Film & TV

Review – What Richard Did

Richard Karlsen is an average teenager, but on his final summer before University he makes an unforgivable mistake which sends his plans awry. In a genre typified by its small scale and personal storyline, coming-of-age tale What Richard Did lacks any surprises but makes up for an absence of originality in its authenticity and truthfulness.

Reminiscent of Gus Van Sant’s Paranoid Park, What Richard Did revels in its verisimilitude and immaturity of the actors. Director Lenny Abrahamson encourages an impressive air of believability from all his young performers, in particular Jack Reynor in his debut lead role as titular Richard. Reynor’s performance really hit home for me, Richard has a lot on his mind and the pressing weight on his shoulders is evident in every frame. The supporting cast is equally impressive, in particular Richard’s younger, magic-obsessed friend Jake played by Patrick Gibson. A character that could have easily been irritating and arrogant, boasting about hanging-out with the older kids, Gibson brings an appreciative level of humility to the character and certainly a performer to look for in the future.

The cinematography adds to the fidelity. The camera is unobtrusive and captures beautiful images of the Irish countryside on a tight budget. Employing a handheld camera throughout emphasising a sense of voyeurism into real lives.
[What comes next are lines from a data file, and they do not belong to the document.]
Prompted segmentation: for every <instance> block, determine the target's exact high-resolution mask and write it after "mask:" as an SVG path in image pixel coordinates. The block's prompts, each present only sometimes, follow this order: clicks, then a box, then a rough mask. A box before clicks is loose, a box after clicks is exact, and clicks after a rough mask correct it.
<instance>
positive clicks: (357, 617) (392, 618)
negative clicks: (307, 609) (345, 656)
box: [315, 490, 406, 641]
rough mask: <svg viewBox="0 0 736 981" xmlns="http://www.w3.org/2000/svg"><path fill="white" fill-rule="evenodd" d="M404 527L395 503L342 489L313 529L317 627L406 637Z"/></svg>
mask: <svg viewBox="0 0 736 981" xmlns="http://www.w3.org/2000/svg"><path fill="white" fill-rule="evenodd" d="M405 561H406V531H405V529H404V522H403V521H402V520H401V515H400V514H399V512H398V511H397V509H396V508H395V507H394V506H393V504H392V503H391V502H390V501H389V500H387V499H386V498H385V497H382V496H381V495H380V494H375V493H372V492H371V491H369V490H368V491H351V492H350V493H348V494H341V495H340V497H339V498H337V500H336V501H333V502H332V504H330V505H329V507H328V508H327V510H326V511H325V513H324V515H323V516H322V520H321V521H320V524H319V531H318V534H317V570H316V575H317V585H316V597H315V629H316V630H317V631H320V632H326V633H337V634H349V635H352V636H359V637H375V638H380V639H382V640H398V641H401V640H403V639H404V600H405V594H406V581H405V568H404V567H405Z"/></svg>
What Richard Did marks the first feature screenplay by Malcolm Campbell, who’s previous credits include episodes of The Bill and Shameless. Campbell demonstrates much talent for dialogue, the jokes rarely feel scripted and the situations for the most part relatable. Unfortunately What Richard Did stumbles in the second half. Or perhaps the lack of stumbling may be the issue, as Richard’s irreversible error fails to shake up the narrative in a satisfying manner. Richard transforms from a precocious rugby star struggling to live up to his potential, to a precocious star struggling to live up to his potential with a major dilemma adding to his woes.

Your enjoyment of What Richard Did will likely depend on your own experiences. Richard is purposefully contemplative character and the screenplay urges you to reflect on your own past as well as on your future potential. It’s a film about the fragility of life and those brief decisions that can bring it all crumbling down.

Despite a lack of development, I found What Richard Did surprisingly enjoyable, most in part to its authenticity in its dialogue and characters. It provides much to consider about responsibility, culpability and the fragility of existence. Fans of indie, coming-of-age dramas will know what to expect but I fear a lack of thrills and a definitive ending may general viewers unsatisfied.